Dorico 3.1 Windows scaling

Many Windows laptops has a default scaling of 125%, giving normal resolution for browser and programs. With Dorico 3.1 now using this scaling, both menus and panels has become too large, as shown in the screenshot.

I’ve tried changing the compatibility settings to see if this could force scaling back to 100% just for Dorico, but so far to no avail. So I’m looking for a way to reduce the size of Dorico real estate without having to reduce the scaling for all other programs.

So lower the scaling just for Dorico. forgive me if I am wrong, but I think that is what the new improvement to the feature is for.

I can agree here with norseman. Now the scaling of the whole GUI and the Initial loading logo are more like DPI 150%, instead of 125%
For big screens isn’t a serious issue, but for laptops, it is.

Best regards,
Thurisaz

Dorico will now look larger at 125% than it did in 3.0.10 and earlier, because previously when you had Windows set to 125%, Dorico was actually shown at 100%. There’s no option to go back to the old behaviour, because it was wrong. However, if you happen to prefer the old behaviour, according to this article on Microsoft Answers, you can disable display scaling for a given application if need be.

This only works if the application uses another resolution than the Windows default, which is not the case here. But like Thurisaz says scaling now looks more like 150%. The menu font size is bigger than other Windows programs on my laptop, e.g Cubase.

I suppose it was inevitable that some people would prefer the incorrect scaling rather than the correct scaling! I’m afraid I don’t know what we can do about this, because we’re certainly not going to put the wrong behaviour back again. I’m in Austria for the Music Engraving in the 21st Century conference for the weekend, but I’ll take this up with the team on Monday.

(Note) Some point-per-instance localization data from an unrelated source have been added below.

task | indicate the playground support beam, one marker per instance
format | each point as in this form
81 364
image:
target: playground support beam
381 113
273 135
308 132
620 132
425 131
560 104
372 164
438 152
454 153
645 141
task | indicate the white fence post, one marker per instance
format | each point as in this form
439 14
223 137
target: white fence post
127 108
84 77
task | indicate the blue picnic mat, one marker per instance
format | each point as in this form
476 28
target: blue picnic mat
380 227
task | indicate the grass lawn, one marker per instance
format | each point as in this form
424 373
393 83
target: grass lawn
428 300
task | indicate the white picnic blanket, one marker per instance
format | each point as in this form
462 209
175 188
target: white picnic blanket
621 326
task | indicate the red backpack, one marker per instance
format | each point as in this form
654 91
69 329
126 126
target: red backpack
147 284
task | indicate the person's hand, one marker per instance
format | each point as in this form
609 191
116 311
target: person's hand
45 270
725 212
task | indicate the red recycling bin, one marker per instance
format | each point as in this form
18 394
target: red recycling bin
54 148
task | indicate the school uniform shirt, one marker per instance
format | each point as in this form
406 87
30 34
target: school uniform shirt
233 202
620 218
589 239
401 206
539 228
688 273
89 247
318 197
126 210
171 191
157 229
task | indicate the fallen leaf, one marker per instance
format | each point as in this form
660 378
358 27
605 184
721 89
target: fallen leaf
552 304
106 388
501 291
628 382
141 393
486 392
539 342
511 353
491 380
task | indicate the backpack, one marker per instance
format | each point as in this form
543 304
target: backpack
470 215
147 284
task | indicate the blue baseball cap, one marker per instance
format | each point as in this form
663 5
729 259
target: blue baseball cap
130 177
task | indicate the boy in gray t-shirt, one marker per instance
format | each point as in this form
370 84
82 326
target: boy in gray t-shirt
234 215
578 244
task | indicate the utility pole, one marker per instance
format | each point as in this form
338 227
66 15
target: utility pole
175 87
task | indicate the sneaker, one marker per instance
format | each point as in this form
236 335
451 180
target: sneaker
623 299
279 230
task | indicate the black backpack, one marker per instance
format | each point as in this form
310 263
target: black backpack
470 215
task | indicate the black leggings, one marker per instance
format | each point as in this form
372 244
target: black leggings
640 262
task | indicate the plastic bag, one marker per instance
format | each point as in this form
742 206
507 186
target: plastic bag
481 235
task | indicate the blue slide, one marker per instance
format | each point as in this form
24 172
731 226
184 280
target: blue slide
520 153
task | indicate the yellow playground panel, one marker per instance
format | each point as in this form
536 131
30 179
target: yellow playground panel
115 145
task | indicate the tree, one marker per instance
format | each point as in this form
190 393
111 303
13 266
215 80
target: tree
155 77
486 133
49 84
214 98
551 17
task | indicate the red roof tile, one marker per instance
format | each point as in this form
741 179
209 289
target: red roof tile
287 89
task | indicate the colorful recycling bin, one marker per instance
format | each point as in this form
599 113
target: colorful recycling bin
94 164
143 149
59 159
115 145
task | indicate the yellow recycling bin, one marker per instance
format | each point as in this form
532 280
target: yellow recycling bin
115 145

I’m also experiencing this problem of size disparity between Dorico and all other programs/Windows itself. I’m on a Lenovo 15.6’’ Laptop with a display resolution of 1920x1080 running Windows 10. My scaling value is 150% to achieve good legibility in every program, but Dorico seems to interpret this value differently from every other application; I would need to set 100% for a usable scaling…
The previous versions behaviour actually made a workaround possible; I set Windows to a custom scaling percentage of 149% and Dorico would fit in by internally rounding to 100%. It would be great maybe to have an option to force a certain scaling factor for the program to compensate for (what appears to be?) an interpretation of the system scaling value by Qt that differs from that of other programs.

Best Regards

Is this topic related to this problem I have? Dorico 3.1 did not change this behaviour:

In the Project Information (Cntl-I) input window, the “Apply” and “Close” buttons are off the bottom of my screen. This is when using Dorico at full screen, but not using the F11 key which hides the Windows task bar.

I can slide this window up a little and barely see the two bottom buttons, but letting go of the mouse causes the window to snap its top to the top of my screen. Buttons are hidden behind the task bar.

My workarounds: (1) click in the “Other Information” window, press Tab once to get to “Close” (which is a stab in the dark, so to speak). (2) (with this laptop), F11 gets rid of the task bar at bottom of screen. (3) Moving the task bar to the right side makes the buttons visible.

Update: I just tried the right windows bar, then put it back to the bottom, and now Project Information looks ok! Go figure…

I find I had to click the partial screen and then the full screen program icons the first time I used an existing, converted Dorico file, but then the screens seem to fit with the new configuration.

running at no (100%) scaling on Windows 10 it all looks fine to me.

100% looks fine for me on a 23 inch 1920 x 1080 screen. The side panel text and icons are a bit bigger than most other programs, but you can close them when you don’t need them. I suppose if you work by selecting everything with the mouse, they would be a bit more intrusive.

If you have a different size screen or different pixel resolution, YMMV of course.

@Daniel and everybody involved here and at QT: THANK YOU! Even though I’m going to retire my Surface Pro 3 in a few months (which has a display resolution that needs to be scaled to 150%), I am very happy about this update - Dorico is much better to work with now.

I found a solution to my problem, maybe it will help others:

You can set an environment variable to tell Qt-Applications to either not auto-scale or use a custom scale factor (in relation to your system-wide scale factor).
How to: High DPI Displays | Qt 5.15
How to set an environment variable: https://www.howtogeek.com/51807/how-to-create-and-use-global-system-environment-variables/

However, this will apply to all applications that use Qt, so it is only a workaround.


Regards

Excellent! For my 125% Windows scaling I ended up using
QT_SCALE_FACTOR
0.8

Edit: I found the following working better as the first rendered Sib useless:
QT_AUTO_SCREEN_SCALE_FACTOR
0

Awesome, this worked perfectly for VEP 7 as well. Thanks for the tip.